Angiosperm Flora of India

Combining Machine Learning and Homology-Based Approaches to Accurately Predict Subcellular Localization in Arabidopsis

Publication Type:Journal Article
Year of Publication:2010
Authors:Kaundal, R, Saini, R, Zhao, PX
Journal:Plant Physiology
Date Published:2010
ISBN Number:00320889
Keywords:glycine, Oryza, Oryza sativa

A complete map of the Arabidopsis (Arabidopsis thaliana) proteome is clearly a major goal for the plant research community in terms of determining the function and regulation of each encoded protein. Developing genome-wide prediction tools such as for localizing gene products at the subcellular level will substantially advance Arabidopsis gene annotation. To this end, we performed a comprehensive study in Arabidopsis and created an integrative support vector machine-based localization predictor called AtSubP (for Arabidopsis subcellular localization predictor) that is based on the combinatorial presence of diverse protein features, such as its amino acid composition, sequence-order effects, terminal information, Position-Specific Scoring Matrix, and similarity search-based Position-Specific Iterated-Basic Local Alignment Search Tool information.
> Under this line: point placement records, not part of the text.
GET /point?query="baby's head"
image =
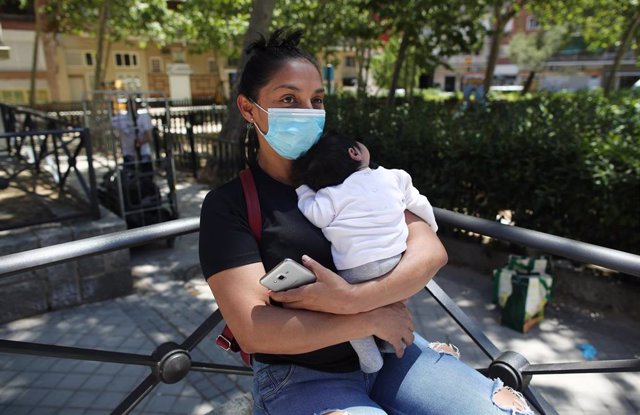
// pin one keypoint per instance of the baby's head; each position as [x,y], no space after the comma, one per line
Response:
[330,161]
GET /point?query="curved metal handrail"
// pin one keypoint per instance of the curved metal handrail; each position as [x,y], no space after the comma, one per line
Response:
[508,364]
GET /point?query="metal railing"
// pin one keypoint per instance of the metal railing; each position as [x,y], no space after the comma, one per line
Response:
[170,362]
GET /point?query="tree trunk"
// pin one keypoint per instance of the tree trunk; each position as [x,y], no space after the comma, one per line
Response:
[49,47]
[34,68]
[102,29]
[402,54]
[501,18]
[528,82]
[628,35]
[233,126]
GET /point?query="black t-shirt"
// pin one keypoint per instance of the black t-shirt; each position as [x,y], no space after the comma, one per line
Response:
[226,242]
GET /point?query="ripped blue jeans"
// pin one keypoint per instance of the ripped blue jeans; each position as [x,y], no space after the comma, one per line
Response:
[423,381]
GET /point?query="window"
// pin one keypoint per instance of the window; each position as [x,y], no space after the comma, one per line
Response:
[508,28]
[213,66]
[80,58]
[129,81]
[21,96]
[532,23]
[350,61]
[126,59]
[179,56]
[155,65]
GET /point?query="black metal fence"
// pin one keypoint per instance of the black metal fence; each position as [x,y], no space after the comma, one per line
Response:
[52,156]
[195,139]
[170,362]
[190,133]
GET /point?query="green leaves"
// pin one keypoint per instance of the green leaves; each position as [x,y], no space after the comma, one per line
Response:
[563,163]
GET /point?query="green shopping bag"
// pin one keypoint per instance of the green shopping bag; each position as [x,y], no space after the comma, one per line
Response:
[521,290]
[524,308]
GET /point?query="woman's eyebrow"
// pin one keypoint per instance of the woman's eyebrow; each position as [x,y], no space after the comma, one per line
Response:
[296,89]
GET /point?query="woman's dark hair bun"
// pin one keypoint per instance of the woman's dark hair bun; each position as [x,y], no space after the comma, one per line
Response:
[280,38]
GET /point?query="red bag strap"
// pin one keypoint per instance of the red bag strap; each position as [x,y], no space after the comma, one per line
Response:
[226,340]
[253,204]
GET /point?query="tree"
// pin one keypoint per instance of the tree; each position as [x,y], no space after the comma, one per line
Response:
[232,129]
[531,51]
[351,26]
[604,24]
[433,30]
[214,25]
[109,21]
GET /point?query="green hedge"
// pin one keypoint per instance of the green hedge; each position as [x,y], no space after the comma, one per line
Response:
[564,163]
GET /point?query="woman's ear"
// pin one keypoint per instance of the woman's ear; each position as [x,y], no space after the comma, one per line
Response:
[355,154]
[246,107]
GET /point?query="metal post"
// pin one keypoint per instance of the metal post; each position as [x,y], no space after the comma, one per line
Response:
[190,137]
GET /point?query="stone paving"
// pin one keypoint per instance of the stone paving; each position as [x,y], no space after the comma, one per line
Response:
[171,299]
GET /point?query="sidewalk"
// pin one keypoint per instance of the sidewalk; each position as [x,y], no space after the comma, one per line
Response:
[171,299]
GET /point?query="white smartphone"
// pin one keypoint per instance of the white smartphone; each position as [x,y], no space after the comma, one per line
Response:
[287,275]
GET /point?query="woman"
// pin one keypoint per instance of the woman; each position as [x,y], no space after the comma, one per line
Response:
[302,360]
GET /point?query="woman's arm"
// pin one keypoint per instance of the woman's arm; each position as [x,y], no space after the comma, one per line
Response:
[424,256]
[261,327]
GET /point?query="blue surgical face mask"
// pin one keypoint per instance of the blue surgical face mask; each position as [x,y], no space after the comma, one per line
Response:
[292,131]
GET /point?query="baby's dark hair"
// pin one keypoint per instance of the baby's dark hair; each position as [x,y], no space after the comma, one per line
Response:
[266,56]
[327,163]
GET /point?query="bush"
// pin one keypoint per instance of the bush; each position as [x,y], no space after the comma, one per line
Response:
[564,163]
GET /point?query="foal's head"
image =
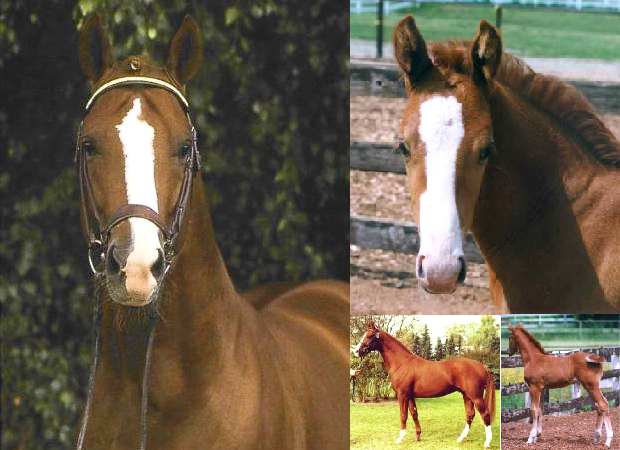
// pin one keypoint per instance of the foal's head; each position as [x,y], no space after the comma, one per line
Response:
[136,140]
[448,139]
[371,341]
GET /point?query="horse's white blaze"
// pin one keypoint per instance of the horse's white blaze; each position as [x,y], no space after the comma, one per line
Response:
[441,130]
[464,433]
[488,436]
[136,137]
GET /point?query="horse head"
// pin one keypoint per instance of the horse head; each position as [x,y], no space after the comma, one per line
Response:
[134,152]
[448,142]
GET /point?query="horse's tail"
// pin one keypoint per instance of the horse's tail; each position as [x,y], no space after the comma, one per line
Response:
[489,395]
[595,359]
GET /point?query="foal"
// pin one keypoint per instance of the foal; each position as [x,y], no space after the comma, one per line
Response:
[542,370]
[413,376]
[520,159]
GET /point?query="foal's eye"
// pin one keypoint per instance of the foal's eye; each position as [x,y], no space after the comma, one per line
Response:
[185,150]
[485,153]
[402,149]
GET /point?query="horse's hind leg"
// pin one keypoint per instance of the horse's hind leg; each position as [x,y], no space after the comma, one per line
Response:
[470,412]
[403,399]
[413,410]
[535,394]
[485,415]
[602,409]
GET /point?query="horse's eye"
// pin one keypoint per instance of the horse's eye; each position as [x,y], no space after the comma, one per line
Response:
[402,149]
[485,153]
[185,150]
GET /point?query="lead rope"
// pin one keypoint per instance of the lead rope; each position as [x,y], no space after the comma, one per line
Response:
[145,386]
[91,376]
[91,379]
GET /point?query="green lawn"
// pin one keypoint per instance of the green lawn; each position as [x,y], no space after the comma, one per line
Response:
[376,425]
[541,32]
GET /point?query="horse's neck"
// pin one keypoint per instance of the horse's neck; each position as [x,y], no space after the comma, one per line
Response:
[526,348]
[541,171]
[393,354]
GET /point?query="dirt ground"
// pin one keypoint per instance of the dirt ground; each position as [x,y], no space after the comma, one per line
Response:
[560,433]
[382,281]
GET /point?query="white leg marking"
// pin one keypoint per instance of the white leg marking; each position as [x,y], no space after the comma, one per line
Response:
[441,129]
[609,432]
[464,434]
[136,137]
[488,436]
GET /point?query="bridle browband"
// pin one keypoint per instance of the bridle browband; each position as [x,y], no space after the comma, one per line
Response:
[98,236]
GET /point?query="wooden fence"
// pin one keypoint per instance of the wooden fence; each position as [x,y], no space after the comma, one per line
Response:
[610,380]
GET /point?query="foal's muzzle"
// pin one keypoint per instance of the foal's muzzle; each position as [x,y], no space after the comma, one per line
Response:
[440,275]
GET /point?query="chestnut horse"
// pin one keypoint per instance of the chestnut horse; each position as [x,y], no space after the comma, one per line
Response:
[542,370]
[415,377]
[520,159]
[182,360]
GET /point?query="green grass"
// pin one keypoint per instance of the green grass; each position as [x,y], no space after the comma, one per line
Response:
[376,425]
[542,32]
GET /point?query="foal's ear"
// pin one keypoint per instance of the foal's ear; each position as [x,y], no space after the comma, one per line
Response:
[410,50]
[486,52]
[185,56]
[95,49]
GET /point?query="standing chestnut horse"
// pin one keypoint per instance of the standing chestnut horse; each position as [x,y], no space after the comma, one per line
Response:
[413,376]
[542,370]
[519,158]
[182,361]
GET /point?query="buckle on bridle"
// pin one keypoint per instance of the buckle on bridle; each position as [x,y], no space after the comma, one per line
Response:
[96,257]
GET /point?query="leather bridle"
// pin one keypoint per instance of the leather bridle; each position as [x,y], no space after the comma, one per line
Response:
[97,230]
[98,234]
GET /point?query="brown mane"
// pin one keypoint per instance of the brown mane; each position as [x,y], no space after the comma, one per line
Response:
[547,93]
[403,346]
[531,338]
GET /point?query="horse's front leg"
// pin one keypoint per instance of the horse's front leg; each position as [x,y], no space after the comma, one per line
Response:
[470,413]
[497,292]
[413,410]
[402,401]
[535,394]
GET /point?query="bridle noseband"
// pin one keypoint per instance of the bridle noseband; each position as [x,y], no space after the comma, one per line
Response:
[98,231]
[99,234]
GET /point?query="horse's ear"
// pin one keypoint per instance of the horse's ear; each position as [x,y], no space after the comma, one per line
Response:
[410,50]
[95,49]
[185,55]
[486,52]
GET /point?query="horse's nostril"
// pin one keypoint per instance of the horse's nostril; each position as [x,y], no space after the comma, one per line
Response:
[421,266]
[158,266]
[462,270]
[113,266]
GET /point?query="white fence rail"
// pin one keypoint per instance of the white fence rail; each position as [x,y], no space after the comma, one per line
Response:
[362,6]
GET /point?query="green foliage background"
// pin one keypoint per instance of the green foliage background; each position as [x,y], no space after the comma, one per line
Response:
[271,106]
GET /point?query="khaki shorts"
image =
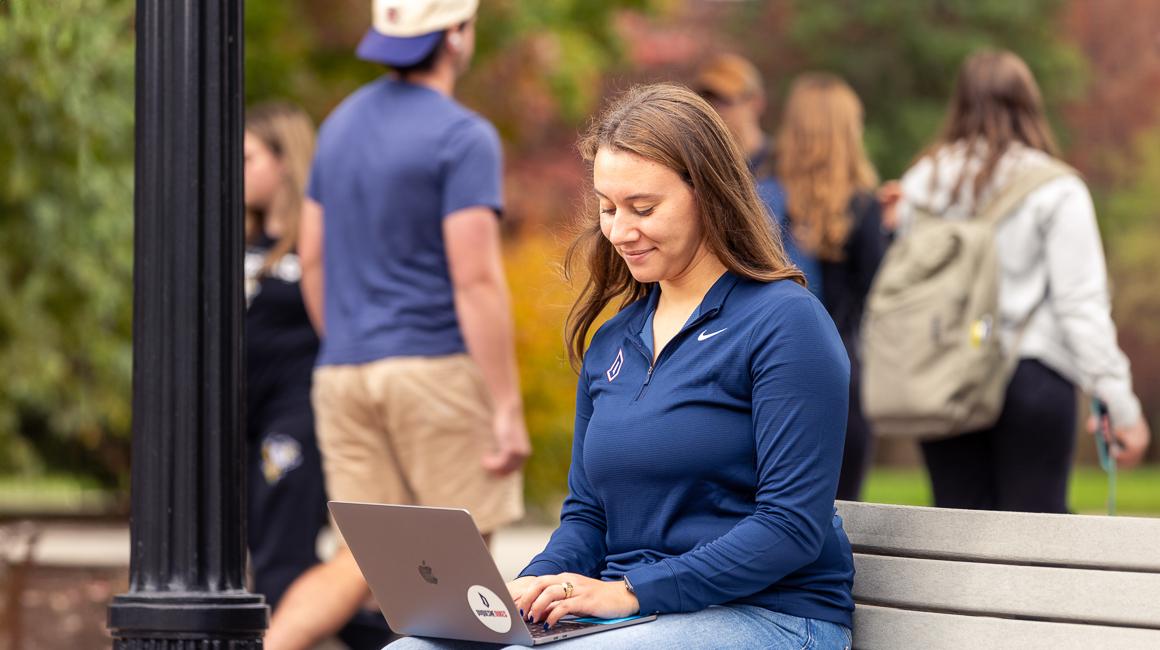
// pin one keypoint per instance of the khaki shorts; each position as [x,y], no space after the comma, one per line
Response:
[412,431]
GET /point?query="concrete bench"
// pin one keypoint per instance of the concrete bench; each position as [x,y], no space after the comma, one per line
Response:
[952,578]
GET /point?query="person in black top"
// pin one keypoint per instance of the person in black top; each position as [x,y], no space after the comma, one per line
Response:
[835,218]
[287,493]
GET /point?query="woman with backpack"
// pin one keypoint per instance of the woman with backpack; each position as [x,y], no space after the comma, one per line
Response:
[834,217]
[1053,313]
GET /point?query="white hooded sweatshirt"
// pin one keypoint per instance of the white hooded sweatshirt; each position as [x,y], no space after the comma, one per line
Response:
[1052,275]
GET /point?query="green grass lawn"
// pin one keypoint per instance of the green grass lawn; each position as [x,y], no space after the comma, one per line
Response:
[1137,491]
[52,495]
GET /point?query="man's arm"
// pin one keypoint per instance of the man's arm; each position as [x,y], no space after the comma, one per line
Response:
[318,604]
[472,240]
[310,255]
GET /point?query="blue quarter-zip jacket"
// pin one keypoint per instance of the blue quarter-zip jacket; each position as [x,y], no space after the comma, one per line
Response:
[709,476]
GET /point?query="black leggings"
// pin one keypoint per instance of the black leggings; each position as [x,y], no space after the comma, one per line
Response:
[1021,463]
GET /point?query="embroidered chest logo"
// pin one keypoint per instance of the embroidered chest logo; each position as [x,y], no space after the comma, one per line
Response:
[617,363]
[707,334]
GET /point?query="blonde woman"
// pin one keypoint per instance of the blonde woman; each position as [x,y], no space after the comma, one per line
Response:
[287,496]
[1053,298]
[710,409]
[834,217]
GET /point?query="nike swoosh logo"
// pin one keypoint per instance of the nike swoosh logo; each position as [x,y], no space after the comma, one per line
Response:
[703,336]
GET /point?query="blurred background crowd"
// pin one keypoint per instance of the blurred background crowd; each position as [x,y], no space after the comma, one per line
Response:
[66,151]
[541,70]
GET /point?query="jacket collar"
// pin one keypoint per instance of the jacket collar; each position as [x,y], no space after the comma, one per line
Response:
[710,304]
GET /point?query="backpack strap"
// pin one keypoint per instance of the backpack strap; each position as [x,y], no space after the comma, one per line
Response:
[1026,182]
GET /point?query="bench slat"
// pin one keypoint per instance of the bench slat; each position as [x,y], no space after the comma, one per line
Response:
[885,628]
[1065,540]
[1080,596]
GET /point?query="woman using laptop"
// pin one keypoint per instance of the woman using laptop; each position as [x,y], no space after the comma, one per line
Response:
[710,410]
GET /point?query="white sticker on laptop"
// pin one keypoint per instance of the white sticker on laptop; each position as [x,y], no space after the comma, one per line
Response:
[488,608]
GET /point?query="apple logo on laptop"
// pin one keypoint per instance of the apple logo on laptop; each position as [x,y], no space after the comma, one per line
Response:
[427,573]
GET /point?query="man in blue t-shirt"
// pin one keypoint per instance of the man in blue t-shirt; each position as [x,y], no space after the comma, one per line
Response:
[415,394]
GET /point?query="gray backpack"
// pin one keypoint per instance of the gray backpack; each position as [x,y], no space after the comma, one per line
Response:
[932,361]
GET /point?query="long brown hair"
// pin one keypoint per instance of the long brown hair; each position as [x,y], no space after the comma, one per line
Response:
[995,103]
[821,161]
[289,134]
[671,125]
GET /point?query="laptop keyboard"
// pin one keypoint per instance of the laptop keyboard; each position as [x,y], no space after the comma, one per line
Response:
[538,632]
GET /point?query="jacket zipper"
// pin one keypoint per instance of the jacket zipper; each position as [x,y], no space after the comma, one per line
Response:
[652,365]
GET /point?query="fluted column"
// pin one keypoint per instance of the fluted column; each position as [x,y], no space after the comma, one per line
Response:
[187,564]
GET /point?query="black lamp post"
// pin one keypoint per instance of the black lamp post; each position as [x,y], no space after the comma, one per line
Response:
[187,567]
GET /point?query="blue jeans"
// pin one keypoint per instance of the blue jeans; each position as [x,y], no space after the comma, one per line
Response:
[741,627]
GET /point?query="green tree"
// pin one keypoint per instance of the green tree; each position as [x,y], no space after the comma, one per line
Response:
[66,149]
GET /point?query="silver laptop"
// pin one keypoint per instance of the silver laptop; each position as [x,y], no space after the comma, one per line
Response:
[433,576]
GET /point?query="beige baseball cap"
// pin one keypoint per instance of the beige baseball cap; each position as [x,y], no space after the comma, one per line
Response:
[404,31]
[729,77]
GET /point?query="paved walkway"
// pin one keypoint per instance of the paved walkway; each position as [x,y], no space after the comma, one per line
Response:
[107,546]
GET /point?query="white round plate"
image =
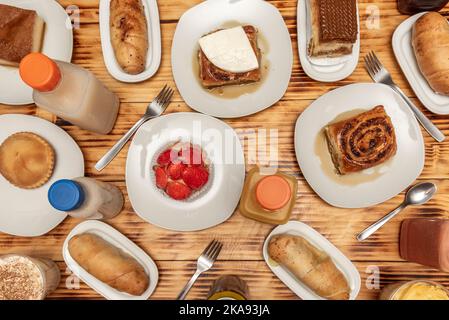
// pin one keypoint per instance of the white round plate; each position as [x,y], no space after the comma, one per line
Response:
[217,202]
[27,213]
[297,228]
[323,69]
[57,44]
[403,50]
[213,14]
[118,240]
[154,41]
[396,174]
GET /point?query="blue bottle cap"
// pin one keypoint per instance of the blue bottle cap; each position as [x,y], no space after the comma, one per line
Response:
[66,195]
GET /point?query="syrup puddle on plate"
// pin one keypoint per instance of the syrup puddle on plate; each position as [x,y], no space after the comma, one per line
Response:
[356,178]
[235,91]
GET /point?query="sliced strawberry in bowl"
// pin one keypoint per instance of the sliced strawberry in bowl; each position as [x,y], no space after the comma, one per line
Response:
[161,177]
[175,170]
[191,155]
[178,191]
[195,177]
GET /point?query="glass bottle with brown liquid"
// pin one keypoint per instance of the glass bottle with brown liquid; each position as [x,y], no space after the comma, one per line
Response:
[415,6]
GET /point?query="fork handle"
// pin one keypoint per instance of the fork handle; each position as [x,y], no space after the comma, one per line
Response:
[188,286]
[425,122]
[112,153]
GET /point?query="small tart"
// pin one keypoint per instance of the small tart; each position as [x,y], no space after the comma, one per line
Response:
[26,160]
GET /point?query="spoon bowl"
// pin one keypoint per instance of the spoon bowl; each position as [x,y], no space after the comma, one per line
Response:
[420,194]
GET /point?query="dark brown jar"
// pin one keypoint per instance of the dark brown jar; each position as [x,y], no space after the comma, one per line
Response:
[415,6]
[229,288]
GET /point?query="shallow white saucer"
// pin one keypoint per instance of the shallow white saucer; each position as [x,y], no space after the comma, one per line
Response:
[35,216]
[220,197]
[394,176]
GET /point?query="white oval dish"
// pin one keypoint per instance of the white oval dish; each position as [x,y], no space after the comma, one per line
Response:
[57,44]
[213,14]
[397,174]
[219,198]
[120,241]
[297,228]
[323,69]
[35,216]
[154,40]
[403,50]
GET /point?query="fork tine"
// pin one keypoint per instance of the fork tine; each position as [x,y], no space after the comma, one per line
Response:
[165,95]
[217,252]
[160,93]
[376,62]
[369,67]
[168,97]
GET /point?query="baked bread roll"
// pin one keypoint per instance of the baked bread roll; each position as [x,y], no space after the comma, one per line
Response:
[129,35]
[361,142]
[108,264]
[430,41]
[310,265]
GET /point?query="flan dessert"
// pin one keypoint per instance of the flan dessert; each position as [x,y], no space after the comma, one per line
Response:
[26,160]
[229,57]
[334,26]
[21,32]
[361,142]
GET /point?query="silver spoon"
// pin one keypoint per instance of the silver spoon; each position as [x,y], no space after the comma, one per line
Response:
[418,194]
When used to predict seven subcellular compartments through a 5-fold cross-validation test, our hybrid-based best classifier achieved an overall sensitivity of 91% with high-confidence precision and Matthews correlation coefficient values of 90.9% and 0.89, respectively. Benchmarking AtSubP on two independent data sets, one from Swiss-Prot and another containing green fluorescent protein- and mass spectrometry-determined proteins, showed a significant improvement in the prediction accuracy of species-specific AtSubP over some widely used "general" tools such as TargetP, LOCtree, PA-SUB, MultiLoc, WoLF PSORT, Plant-PLoc, and our newly created All-Plant method. Cross-comparison of AtSubP on six nontrained eukaryotic organisms (rice [Oryza sativa], soybean [Glycine max], human [Homo sapiens], yeast [Saccharomyces cerevisiae], fruit fly [Drosophila melanogaster], and worm [Caenorhabditis elegans]) revealed inferior predictions. AtSubP significantly outperformed all the prediction tools being currently used for Arabidopsis proteome annotation and, therefore, may serve as a better complement for the plant research community. A supplemental Web site that hosts all the training/testing data sets and whole proteome predictions is available at http://bioinfo3.noble.org/AtSubP/.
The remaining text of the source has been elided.